Com o sono se aproximando, a jovem virou-se na cama em direção à porta do banheiro. Pode ver, ainda que na penumbra, o contorno nítido de uma criatura. O cheiro similar a algo que apodrecia inundou o quarto. O coração acelerou e a marca nas costas da sua mão começou a doer intensamente. Parecia que havia fogo sobre sua mão. Piscou duas vezes em direção à porta, mas a figura não se foi. Ela estava lá. Parada. Imóvel. Parecia ser bem mais alta que Mariana, algo em torno de dois metros. A jovem conseguiu identificar um objeto similar a uma coroa em sua cabeça e dois chifres curvos brotando de sua testa. No negrume do cômodo, apenas duas coisas eram ofuscantemente claras aos olhos de Mariana, um sorriso branco e demoníaco e os olhos vermelho.

“Não adianta piscar nem acender a luz! Eu não vou desaparecer”, sussurrou a voz tenebrosa em seu ouvido.

“Quem é você?”, falou Mariana, cuja voz transparecia o medo que brotava dentro de si.

“Eu? Quem sou eu? Você sabe que eu sou! Não faça uma pergunta da qual você já tem o conhecimento da resposta”, esbravejou a voz tenebrosa em sua mente.

“O que você quer? Deixe-me em paz!”, exclamou Mariana, cujas lágrimas quentes já escorriam por sua face.

“Eu quero você. Na verdade, você já me pertence e nem sabe”, gargalhou infernalmente a criatura.

Aquilo tudo era irracional. Como poderia ser possível que uma criatura estivesse sussurrando em sua mente? Não havia lógica. Não haveria explicação racional, exceto se sua saúde mental estivesse fortemente deteriorada. Será que estava ficando como sua mãe? Temia que a convivência com sua mãe e a grave depressão dela tivessem afetado sua própria saúde e que os sintomas só estavam se manifestando agora, em razão do estresse e das cobranças que vivenciava no trabalho.

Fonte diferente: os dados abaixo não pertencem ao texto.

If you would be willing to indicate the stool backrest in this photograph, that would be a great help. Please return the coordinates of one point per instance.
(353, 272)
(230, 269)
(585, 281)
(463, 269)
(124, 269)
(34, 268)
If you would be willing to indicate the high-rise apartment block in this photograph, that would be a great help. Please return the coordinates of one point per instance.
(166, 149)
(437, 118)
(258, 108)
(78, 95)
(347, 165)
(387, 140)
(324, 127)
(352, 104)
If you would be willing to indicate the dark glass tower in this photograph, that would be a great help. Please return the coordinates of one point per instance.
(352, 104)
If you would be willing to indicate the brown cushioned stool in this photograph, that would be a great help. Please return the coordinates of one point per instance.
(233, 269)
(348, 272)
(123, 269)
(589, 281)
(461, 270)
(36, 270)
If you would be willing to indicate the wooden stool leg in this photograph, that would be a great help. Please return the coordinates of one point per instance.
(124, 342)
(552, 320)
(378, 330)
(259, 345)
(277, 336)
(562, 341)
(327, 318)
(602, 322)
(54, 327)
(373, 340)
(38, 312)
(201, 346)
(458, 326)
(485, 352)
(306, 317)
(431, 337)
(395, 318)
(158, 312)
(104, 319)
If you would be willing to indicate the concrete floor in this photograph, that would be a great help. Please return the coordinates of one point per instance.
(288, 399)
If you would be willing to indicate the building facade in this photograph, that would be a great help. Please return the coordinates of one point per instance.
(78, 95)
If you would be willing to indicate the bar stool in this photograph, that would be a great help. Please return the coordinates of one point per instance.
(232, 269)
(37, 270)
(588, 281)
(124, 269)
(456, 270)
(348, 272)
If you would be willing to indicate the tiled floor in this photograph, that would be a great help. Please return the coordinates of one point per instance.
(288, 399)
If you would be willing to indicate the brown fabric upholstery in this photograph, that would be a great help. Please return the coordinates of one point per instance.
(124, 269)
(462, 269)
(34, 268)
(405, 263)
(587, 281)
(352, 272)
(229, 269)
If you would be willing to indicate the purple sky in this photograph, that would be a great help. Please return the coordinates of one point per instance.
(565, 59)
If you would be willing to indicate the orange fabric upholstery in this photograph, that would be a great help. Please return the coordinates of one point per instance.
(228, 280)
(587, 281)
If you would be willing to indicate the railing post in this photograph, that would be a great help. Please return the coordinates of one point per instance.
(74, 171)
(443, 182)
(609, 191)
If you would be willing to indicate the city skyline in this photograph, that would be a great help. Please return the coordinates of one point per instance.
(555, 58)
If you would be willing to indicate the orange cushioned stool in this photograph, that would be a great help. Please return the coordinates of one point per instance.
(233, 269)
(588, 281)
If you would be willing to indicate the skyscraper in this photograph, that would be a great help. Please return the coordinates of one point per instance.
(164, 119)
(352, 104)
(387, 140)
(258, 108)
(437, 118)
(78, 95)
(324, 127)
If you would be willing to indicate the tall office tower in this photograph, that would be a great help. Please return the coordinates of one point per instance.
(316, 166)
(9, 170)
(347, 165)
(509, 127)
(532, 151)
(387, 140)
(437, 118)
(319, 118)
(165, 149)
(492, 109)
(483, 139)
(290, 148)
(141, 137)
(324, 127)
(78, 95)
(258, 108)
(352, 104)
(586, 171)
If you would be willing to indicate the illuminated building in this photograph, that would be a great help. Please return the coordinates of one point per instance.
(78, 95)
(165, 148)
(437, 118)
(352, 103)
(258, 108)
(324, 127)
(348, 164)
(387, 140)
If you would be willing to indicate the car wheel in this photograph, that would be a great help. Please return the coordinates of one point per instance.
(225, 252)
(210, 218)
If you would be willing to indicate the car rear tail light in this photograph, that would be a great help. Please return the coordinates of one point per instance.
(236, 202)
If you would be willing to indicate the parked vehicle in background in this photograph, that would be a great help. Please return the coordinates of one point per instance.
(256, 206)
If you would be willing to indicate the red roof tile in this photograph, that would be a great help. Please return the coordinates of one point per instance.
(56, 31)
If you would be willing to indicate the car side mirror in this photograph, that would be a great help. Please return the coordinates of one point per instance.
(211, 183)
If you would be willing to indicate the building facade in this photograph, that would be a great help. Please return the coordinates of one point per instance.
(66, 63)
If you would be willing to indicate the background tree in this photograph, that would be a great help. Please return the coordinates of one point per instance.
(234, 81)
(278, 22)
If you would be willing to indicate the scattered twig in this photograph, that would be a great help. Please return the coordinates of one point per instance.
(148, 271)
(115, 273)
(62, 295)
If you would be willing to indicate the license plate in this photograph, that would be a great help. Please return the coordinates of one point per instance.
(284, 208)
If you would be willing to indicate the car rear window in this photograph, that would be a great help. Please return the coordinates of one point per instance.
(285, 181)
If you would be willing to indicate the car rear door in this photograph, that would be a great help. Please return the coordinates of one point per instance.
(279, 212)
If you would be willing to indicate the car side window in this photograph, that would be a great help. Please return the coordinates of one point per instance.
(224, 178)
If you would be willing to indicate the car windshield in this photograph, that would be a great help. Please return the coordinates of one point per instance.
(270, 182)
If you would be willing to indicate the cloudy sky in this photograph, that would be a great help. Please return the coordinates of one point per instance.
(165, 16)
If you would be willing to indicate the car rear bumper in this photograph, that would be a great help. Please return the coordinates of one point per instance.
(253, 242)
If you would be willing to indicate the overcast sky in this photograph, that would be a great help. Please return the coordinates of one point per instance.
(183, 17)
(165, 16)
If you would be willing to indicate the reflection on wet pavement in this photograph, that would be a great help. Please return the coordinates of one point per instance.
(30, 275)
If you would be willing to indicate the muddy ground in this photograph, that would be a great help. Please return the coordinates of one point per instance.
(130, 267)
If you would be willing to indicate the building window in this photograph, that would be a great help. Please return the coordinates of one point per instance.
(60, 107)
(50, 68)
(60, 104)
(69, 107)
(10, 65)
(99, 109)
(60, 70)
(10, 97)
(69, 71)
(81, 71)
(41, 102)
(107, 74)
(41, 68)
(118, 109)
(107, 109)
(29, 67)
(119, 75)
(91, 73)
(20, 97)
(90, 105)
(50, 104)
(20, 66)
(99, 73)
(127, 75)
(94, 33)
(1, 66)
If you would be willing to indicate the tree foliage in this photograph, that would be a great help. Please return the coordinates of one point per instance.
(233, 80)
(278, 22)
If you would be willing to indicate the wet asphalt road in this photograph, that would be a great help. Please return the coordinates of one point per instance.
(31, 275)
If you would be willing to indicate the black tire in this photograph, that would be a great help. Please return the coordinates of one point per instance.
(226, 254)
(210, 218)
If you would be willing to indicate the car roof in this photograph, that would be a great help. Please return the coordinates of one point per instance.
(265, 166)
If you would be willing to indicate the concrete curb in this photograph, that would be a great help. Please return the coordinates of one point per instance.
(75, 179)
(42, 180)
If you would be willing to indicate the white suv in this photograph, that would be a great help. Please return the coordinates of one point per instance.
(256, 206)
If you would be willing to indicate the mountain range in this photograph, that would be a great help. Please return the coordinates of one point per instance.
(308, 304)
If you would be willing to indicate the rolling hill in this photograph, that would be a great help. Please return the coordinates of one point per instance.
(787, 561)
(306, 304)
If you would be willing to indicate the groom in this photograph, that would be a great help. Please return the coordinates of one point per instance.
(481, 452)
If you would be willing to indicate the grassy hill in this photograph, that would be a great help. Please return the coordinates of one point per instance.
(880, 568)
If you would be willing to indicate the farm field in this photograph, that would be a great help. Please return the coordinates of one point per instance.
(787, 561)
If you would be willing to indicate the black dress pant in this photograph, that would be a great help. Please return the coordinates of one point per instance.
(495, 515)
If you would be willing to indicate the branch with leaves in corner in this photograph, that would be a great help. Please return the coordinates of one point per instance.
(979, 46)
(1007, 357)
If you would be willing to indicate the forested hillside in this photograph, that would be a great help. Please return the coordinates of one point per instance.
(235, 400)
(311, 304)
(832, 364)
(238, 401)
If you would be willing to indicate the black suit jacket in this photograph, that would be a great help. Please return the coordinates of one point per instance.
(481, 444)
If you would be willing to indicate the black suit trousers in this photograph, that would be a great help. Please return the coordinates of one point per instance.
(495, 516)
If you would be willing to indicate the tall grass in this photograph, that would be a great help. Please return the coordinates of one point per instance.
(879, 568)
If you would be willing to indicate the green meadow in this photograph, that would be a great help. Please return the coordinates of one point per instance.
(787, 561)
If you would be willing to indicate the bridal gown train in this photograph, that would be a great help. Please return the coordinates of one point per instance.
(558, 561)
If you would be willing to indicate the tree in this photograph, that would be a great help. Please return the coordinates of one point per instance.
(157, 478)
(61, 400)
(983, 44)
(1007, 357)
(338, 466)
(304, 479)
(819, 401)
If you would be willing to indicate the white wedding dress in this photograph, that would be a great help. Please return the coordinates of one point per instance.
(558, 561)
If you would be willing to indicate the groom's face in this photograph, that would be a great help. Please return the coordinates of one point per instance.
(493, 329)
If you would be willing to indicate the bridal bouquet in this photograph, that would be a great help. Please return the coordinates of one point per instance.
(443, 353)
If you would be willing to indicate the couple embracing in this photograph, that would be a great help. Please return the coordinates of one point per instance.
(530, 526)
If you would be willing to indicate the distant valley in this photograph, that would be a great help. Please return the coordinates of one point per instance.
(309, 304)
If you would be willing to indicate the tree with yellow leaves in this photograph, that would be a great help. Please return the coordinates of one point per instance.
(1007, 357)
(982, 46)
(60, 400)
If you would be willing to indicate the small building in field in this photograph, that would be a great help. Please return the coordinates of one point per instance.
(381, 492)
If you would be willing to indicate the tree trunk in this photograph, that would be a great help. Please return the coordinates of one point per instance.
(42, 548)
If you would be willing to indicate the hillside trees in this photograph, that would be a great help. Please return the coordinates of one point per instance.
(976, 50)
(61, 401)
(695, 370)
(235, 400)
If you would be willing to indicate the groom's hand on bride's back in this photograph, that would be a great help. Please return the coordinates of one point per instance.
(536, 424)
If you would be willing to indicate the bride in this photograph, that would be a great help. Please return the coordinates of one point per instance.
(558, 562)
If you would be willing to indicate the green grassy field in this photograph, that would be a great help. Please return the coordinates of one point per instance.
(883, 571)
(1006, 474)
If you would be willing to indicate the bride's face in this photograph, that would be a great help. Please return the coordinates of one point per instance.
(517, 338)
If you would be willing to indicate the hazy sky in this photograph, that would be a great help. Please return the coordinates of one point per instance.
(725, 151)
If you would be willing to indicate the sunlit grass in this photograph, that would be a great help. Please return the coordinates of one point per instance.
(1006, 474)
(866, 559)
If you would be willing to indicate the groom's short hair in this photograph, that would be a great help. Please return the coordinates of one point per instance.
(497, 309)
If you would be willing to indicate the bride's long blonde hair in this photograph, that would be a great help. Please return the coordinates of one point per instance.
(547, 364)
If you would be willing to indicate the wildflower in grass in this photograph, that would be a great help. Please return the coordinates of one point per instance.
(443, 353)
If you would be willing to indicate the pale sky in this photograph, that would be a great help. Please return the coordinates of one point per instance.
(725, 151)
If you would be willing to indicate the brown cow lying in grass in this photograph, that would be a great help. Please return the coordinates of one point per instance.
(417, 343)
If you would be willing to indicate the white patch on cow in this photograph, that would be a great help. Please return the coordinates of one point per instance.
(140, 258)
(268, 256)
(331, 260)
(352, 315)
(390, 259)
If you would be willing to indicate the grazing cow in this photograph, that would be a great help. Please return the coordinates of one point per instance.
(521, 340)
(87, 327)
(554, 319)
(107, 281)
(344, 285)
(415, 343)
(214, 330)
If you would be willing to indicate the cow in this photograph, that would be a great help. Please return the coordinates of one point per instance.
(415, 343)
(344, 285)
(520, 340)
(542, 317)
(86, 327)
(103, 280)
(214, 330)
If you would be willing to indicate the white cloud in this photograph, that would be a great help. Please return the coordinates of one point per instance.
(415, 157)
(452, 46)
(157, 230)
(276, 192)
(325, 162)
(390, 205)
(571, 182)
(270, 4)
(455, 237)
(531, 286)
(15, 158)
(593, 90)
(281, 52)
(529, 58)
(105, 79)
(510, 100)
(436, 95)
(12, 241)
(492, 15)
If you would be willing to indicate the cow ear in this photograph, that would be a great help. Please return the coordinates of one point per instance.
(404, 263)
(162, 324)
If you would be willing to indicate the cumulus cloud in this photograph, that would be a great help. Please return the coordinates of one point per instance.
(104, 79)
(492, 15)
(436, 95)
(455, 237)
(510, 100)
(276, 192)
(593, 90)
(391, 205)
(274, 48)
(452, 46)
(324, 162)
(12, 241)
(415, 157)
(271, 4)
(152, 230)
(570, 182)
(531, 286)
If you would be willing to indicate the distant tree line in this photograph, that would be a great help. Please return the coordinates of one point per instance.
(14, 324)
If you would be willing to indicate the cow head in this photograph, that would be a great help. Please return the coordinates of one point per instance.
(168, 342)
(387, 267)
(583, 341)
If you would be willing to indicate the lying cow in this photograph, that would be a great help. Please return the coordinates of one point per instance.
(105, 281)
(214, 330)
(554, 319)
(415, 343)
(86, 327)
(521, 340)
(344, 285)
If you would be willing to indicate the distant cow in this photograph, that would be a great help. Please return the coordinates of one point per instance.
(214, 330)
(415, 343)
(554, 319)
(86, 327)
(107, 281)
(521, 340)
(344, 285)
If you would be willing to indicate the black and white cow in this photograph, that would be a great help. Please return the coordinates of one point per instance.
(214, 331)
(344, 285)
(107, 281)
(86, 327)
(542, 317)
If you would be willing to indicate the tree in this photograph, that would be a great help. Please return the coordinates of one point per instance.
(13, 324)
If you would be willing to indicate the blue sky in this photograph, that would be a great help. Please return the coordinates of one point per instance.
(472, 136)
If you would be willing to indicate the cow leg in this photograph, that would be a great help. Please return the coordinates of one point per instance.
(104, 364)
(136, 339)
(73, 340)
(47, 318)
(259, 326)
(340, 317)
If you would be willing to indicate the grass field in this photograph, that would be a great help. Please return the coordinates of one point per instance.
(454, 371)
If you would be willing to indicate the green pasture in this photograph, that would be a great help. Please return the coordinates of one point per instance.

“Você vai ter o mesmo fim de sua mãe!”, disse a criatura monstruosa que se mantinha inerte na penumbra. O cheiro de podridão só aumentava à medida que o tempo avançava. Era algo nauseante. Capaz de causar asco e repulsa no estômago de Mariana. A jovem tentava acreditar que aquilo era apenas um sonho extremamente realístico, mas tudo em vão. Estava acordada, muito bem acordada e sentia a marca em sua mão queimar intensamente.

Sentou-se na cama e estava decidida ir em direção à criatura. Olhá-la nos olhos e enfrentar seus medos. Contudo, quando deu o primeiro passo, sentiu que suas pernas não respondiam ao seu comando e caiu perto da cama. Ainda assim, continuou se arrastando. O suor se misturava com o desespero que tomava conta da jovem. A pequena distância que separava a cama da porta do banheiro parecia que se multiplicava imensamente. Quando a jovem chegou até o batente da porta do banheiro, viu a figura na penumbra desaparecer.

Encostando no lavatório, a jovem se apoiou e levantou. Havia feito um esforço descomunal para ficar de pé sobre suas pernas. Tinha a sensação vívida de ter carregado milhares de quilos em suas costas e todo o seu corpo estava dolorido, extenuado e incapaz de oferecer qualquer resistência. Ao se deparar com o espelho que estava à sua frente, havia apenas aqueles olhos vermelhos demoníacos. Ainda que não pudesse ver, a jovem conseguia imaginar o sorriso branco e tenebroso na face da criatura. Isso tudo causava pavor em sua alma.

Jogou, então, alguns salpicos de água no rosto. Mariana acordou um pouco sufocada, com o rosto molhado de suor e deitada em sua cama. Foi tudo um sonho! Foi tudo um sonho? Olhando para as costas de sua mão, a marca ainda estava lá. Uma feição de medo e pavor encheu o rosto da jovem... foi mesmo tudo um sonho?